Not sure I can agree with that statement. Hydraulic fractures , both naturally and anthropogenically (Haliburton)induced, will be oriented perpendicular to the direction of least principal stress. In other words vertical, in most cases. Propagating horizontal fractures would mean 'lifting' the overburden, ~ 1 psi/ft depth. Horizontal fractures occur mainly at shallow depths and in areas of compressional stress (thrust faulting).

Observed fractures coincident with bedding planes in cores are often the result of the drilling and recovery process.

Not sure I agree with your last statement either, but I don't know what it means.


I'm no expert... but what F Riggen says sounds exactly like what Hubbert and Willis found in their classic paper, "The Mechanics of Hydraulic Fracturing" (1957): (link to pdf)

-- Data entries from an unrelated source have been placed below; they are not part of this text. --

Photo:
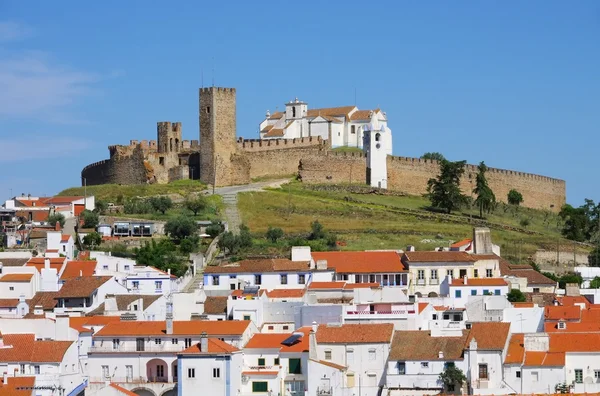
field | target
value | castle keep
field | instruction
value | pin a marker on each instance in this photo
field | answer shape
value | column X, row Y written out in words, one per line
column 222, row 159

It says: "... the fractures produced should be approximately perpendicular to the axis of least stress." That is, the cracks open in the direction that requires the least amount of energy. Their demonstration showed that in most situations this would be vertical.

That little qualifier "approximately perpendicular" hides what can be complications with significant impact. If the initial crack is not oriented correctly (bearing in mind that historically it has been driven using small shaped charges, though there is now a move toward high-pressure fluid cutting or enhancing of the initial crack shape) then this changes both the initiating pressure, and also the path that the crack will take, so that while it may swing round to the right orientation it does this through a transition curve, which can muck up the flow stream a little over that desired, with a resulting negative impact on performance.

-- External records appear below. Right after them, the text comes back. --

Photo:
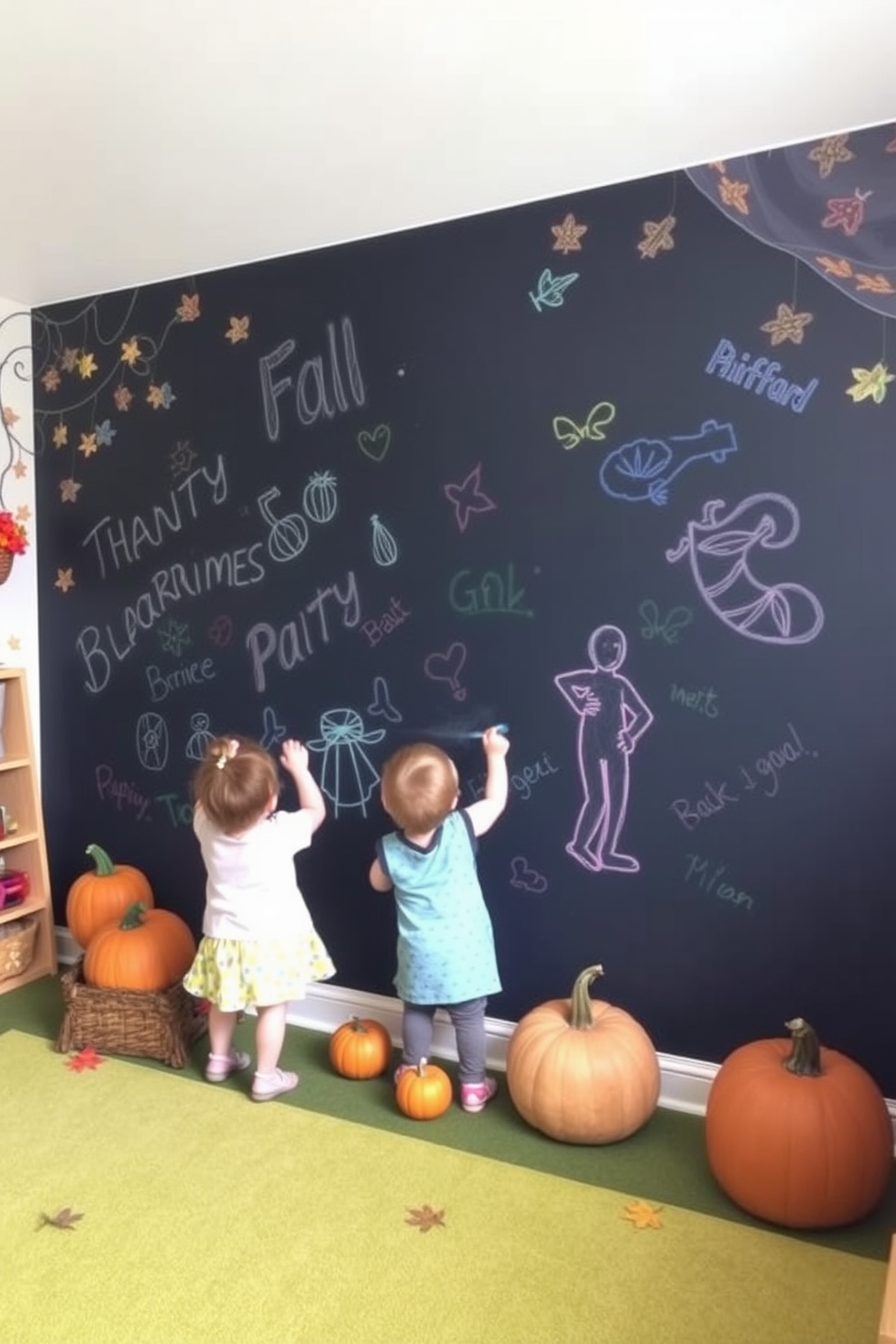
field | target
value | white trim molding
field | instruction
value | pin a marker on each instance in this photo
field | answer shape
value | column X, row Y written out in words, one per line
column 684, row 1084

This answers my questions, as I was scratching in head a bit on how they managed

to start with a crack of a significant length so that the acceleration rapidly moves to a trans-granular surface rather than just growing around the grains

Controlling the starting part seems pretty tricky to me.

The pictures in figures 7 and 8 are a bit fuzzy. Are the small groves on the surface in figure 7 the slow growing cracks? I'm not certain what I'm looking at.

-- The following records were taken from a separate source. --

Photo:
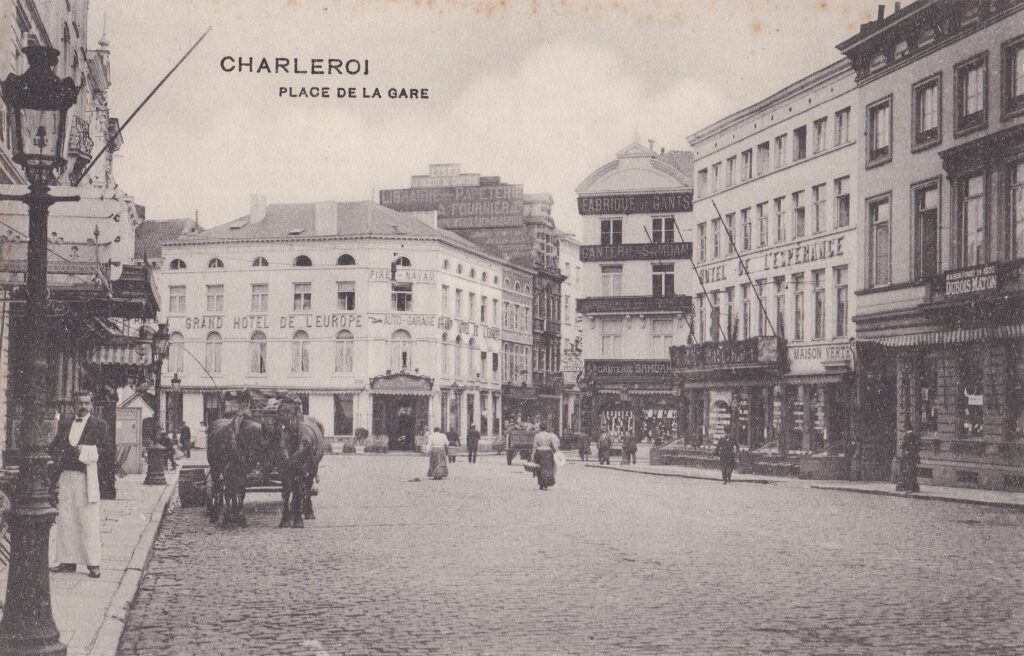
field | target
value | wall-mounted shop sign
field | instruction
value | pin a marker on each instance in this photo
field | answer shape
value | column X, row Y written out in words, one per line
column 626, row 252
column 636, row 203
column 753, row 352
column 978, row 279
column 627, row 370
column 634, row 304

Many northerners have witnessed crack acceleration up close and personal. Apply the right bending (rough road twisting a windshield frame) or enough expansion differential (hot defroster air hitting the length of the bottom of an otherwise -40F windshield) and a small stone chip can generate a crack the races the length and/or width of the glass in an instant.

Natural Fracture Characterization from Microseismic Source Mechanisms: A Comparison with FMI Data

Microseismic monitoring of hydraulic fracture stimulations is used to determine the extent of fractured rock resulting from the treatment by mapping the locations of induced microseismic events. Usually the geometry of the event locations is used to infer fracture orientations; e.g. trends of microseismic events concentrated along a particular azimuth (or with a planar distribution in 3D) can indicate fracturing along a plane with that orientation. In this study we use additional parameters extracted from induced microseismic events (source mechanisms) to determine the specific fracturing behavior and compare them with independent observations from an FMI log in the treatment well.

So how much of the ever-increasing price of oil is based on all the new investment needed to extract the hard to reach stuff? What's the cost to produce a marginal barrel in Saudi Arabia now?

In my opinion, the best metric is $/bopd and $/barrel reserves. From memory Dammam is at $12,000/bopd with (re)-development costs of $2.40/barrel. Manifa, I think is in the $17,000/bopd range and I don't recall development costs. Both are essentially easy oil by worldwide standards.

Berri field's development project from 2009-2010 may be relevant. HO's post of a few weeks ago covered that one, I'm not sure if costs were disclosed.

Enhancing Production at Berri

Chevron's Wafra EOR(steamflood) in the neutral zone is way more than either of those.